I use the raw tf.nn.dynamic_rnn, is there extra modification needed for it to work? Thanks in advance.

mapingshuo commented 6 years ago

In my case, I am training a lstm_seq2seq model with lstm_seq2seq params, I got the following err when I try to use multi GPU."ValueError: Cannot use 'lstm_seq2seq/parallel_1_5/lstm_seq2seq/body/lstm_seq2seq/encoder/rnn/while/rnn/multi_rnn_cell/cell_0/basic_lstm_cell/MatMul' as input to 'Identity_2' because they are in different while loops. See info log for more details."
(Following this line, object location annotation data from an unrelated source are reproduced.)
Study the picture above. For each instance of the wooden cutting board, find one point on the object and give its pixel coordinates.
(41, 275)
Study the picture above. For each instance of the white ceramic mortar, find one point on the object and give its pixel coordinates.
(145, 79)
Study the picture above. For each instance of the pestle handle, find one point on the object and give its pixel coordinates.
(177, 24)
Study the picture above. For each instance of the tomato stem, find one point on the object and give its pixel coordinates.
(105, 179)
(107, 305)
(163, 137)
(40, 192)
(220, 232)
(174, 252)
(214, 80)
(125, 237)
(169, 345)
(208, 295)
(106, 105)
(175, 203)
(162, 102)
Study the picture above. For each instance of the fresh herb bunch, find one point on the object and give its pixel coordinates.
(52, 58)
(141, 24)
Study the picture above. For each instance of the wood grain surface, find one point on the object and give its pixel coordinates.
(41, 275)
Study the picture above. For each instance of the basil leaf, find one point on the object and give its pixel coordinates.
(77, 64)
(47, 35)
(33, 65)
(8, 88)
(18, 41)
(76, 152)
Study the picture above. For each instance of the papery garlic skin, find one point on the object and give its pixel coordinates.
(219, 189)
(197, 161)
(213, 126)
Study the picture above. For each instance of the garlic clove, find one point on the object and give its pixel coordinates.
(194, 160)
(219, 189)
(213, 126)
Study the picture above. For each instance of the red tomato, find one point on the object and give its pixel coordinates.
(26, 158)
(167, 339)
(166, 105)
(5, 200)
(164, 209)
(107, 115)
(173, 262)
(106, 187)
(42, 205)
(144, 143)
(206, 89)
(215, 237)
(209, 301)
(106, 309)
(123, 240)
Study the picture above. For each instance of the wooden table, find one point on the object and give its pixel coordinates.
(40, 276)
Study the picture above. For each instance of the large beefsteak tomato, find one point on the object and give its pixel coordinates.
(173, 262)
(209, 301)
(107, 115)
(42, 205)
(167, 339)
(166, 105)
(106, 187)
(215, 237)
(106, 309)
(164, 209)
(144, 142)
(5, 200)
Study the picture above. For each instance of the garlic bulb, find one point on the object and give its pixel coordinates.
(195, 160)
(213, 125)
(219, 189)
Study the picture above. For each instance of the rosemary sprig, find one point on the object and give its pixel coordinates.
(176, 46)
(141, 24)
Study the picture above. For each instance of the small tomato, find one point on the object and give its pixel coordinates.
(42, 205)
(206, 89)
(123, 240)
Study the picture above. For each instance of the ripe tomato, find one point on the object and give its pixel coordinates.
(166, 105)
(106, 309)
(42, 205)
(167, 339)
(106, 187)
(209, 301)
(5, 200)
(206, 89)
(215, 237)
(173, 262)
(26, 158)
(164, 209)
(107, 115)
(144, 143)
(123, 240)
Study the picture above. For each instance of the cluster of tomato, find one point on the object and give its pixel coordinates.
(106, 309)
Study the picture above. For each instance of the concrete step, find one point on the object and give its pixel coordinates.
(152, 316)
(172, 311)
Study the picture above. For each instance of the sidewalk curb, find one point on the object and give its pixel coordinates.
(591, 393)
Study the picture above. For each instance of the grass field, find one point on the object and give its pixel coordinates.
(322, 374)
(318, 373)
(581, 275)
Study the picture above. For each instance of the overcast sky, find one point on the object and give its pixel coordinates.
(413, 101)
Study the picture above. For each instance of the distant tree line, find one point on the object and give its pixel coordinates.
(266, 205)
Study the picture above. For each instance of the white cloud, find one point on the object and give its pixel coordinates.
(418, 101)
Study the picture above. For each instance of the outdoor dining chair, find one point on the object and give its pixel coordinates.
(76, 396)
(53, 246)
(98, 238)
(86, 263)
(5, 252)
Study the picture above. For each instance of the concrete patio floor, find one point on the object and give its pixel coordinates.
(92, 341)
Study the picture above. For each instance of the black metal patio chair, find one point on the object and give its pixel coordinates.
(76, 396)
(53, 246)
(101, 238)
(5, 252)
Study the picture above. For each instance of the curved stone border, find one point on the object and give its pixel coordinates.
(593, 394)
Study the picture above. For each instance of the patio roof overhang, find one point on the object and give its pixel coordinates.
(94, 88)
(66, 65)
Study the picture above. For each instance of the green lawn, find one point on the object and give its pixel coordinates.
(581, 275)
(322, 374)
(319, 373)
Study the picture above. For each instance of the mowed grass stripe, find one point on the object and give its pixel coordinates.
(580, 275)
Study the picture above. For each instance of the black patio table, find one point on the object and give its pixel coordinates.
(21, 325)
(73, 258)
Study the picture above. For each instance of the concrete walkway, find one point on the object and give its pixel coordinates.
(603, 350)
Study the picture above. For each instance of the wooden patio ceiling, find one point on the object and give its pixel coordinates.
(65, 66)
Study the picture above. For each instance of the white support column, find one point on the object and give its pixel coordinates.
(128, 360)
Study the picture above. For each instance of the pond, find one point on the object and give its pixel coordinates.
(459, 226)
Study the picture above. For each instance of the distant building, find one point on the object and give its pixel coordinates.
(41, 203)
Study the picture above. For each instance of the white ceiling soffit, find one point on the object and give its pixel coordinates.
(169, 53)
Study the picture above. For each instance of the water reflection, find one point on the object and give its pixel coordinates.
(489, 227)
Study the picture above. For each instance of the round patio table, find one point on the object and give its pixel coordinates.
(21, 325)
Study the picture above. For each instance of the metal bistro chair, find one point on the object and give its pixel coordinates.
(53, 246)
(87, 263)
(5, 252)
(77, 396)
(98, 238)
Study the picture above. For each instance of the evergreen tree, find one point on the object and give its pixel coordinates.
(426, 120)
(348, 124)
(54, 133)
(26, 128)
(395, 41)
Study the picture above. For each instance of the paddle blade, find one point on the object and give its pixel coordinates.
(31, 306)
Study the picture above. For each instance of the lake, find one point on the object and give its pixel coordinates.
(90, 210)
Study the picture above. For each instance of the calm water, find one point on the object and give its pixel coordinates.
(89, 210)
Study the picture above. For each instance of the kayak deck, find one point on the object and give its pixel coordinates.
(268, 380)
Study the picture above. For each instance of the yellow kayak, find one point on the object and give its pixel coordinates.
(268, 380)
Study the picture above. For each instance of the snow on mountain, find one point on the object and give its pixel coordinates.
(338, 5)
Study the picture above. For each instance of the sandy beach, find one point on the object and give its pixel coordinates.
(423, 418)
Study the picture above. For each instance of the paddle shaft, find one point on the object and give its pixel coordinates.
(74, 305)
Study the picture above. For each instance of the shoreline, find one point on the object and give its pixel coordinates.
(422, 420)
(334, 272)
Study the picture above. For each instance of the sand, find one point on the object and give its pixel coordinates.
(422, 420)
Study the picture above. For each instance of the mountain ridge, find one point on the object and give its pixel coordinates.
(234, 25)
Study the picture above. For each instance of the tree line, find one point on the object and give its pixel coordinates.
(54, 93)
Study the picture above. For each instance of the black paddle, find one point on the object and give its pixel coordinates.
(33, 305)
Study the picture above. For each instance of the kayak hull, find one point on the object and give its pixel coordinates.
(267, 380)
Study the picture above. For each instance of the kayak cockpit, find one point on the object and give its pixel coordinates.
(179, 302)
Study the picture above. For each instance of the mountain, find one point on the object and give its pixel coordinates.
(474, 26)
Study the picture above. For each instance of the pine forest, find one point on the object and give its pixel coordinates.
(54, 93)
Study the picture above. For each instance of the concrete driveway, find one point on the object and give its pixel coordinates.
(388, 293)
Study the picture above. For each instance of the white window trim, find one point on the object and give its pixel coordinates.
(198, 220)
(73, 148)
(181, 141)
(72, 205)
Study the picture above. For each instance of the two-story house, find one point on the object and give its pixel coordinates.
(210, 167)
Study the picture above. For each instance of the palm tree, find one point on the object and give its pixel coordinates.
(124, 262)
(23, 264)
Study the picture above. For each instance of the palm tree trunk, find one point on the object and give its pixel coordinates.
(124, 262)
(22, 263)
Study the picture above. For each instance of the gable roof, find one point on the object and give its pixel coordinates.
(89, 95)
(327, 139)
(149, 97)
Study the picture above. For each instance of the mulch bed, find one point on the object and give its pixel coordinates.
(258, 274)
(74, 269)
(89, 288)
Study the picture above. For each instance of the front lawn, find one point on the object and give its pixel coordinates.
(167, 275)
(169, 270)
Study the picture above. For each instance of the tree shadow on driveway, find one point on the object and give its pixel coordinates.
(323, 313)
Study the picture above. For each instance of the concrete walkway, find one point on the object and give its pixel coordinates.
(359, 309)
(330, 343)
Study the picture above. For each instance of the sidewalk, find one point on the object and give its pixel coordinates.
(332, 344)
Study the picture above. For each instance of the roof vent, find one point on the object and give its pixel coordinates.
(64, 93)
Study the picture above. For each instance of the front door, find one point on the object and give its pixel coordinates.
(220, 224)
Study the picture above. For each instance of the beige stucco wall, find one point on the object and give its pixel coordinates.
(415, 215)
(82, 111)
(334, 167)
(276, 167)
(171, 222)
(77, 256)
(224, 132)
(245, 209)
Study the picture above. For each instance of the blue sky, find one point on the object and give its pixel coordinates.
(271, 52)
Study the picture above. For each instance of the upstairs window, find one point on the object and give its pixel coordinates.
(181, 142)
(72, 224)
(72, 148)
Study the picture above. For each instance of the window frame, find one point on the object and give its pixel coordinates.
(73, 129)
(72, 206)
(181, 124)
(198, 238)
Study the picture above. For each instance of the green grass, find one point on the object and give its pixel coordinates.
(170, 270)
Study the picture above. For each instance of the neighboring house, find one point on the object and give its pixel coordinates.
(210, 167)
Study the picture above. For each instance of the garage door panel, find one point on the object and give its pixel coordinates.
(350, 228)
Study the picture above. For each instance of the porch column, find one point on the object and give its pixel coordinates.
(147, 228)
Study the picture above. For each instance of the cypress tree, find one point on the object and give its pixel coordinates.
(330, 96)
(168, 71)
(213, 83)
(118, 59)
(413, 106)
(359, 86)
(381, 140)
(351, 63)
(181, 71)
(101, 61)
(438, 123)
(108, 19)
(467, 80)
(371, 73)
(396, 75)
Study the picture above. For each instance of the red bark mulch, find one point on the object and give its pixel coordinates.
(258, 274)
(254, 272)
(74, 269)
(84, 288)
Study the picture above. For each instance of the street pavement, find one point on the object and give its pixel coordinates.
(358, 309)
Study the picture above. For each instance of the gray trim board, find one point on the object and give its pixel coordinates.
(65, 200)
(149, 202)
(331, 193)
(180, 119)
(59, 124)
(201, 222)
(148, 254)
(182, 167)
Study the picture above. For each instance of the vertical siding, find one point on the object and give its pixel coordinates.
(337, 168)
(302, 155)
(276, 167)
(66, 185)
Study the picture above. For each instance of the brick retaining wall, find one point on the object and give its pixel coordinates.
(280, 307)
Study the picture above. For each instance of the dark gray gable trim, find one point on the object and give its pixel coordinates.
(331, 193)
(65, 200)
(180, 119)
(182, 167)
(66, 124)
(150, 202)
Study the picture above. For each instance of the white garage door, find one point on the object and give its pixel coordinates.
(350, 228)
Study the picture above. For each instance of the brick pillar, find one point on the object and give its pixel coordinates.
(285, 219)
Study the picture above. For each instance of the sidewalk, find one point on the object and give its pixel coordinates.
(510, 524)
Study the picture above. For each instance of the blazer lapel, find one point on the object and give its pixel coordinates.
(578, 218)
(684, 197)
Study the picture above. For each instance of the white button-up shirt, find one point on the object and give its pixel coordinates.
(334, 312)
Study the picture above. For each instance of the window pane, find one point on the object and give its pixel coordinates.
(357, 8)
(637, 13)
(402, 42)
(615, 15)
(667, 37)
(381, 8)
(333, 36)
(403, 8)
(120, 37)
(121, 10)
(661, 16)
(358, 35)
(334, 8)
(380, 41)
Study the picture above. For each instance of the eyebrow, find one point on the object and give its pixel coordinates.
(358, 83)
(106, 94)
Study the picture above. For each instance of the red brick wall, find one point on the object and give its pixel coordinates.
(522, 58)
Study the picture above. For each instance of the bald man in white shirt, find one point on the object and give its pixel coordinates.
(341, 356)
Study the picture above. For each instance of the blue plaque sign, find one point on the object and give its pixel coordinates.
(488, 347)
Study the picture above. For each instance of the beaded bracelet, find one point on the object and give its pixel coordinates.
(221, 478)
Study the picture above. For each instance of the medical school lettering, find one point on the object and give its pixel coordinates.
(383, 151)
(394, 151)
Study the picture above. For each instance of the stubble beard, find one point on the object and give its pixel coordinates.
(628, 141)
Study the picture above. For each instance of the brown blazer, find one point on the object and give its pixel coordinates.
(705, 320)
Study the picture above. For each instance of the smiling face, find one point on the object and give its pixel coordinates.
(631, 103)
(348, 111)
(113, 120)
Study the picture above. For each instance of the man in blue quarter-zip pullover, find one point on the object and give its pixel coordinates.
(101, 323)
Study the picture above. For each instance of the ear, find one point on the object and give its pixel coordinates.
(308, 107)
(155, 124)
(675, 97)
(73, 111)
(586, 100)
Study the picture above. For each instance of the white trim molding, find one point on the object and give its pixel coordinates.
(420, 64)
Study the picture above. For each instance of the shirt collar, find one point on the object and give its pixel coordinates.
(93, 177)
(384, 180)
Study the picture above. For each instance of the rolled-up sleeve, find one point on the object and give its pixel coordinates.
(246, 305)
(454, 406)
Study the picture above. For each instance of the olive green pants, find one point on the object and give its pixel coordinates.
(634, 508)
colmantse commented 5 years ago

i want to follow up on this issue, i recently modified body and introduced a while loop into it. This gives an error very similar to that from @mapingshuo . The code works fine with single gpu and crash with multi-gpu where raised a valueError involving 2 identities that are from different name_scope (parallel_0_5, parallel_1_5 for instance). Disabling daisy_variable_chain will get pass this error but would get into an even worse mess.

According to my understanding, this is because parallel scope in data_parallelism is only a name_scope and therefore would not prevent fetching of variables from parallel_1 to parallel_0 as input and hence we got the while_loop check error.

On another hand, the fetching of variable from different copies might not be a bad idea since thats how we train multi-gpu models i believe, so this just unfortunately doesnt work on stuff when while_loop is involved.

Maybe modifying the daisy_chain_getter and introduce regex against while loop variables would work? Would be great to get a pointer to tackling this issue.

mzaidi59 commented 4 years ago

https://github.com/tensorflow/tensor2tensor/blob/543293cfb490121f67c6d87287b9b0c7c3670286/tensor2tensor/layers/common_hparams.py#L256

This setting controls whether to copy variables around in a daisy chain (if true) or leave their placement to TensorFlow. It only affects multi device training and mostly should be turned on for performance. One exception are recurrent models: with dynamic loops it must be off.

Kindly refer to this, worked for me!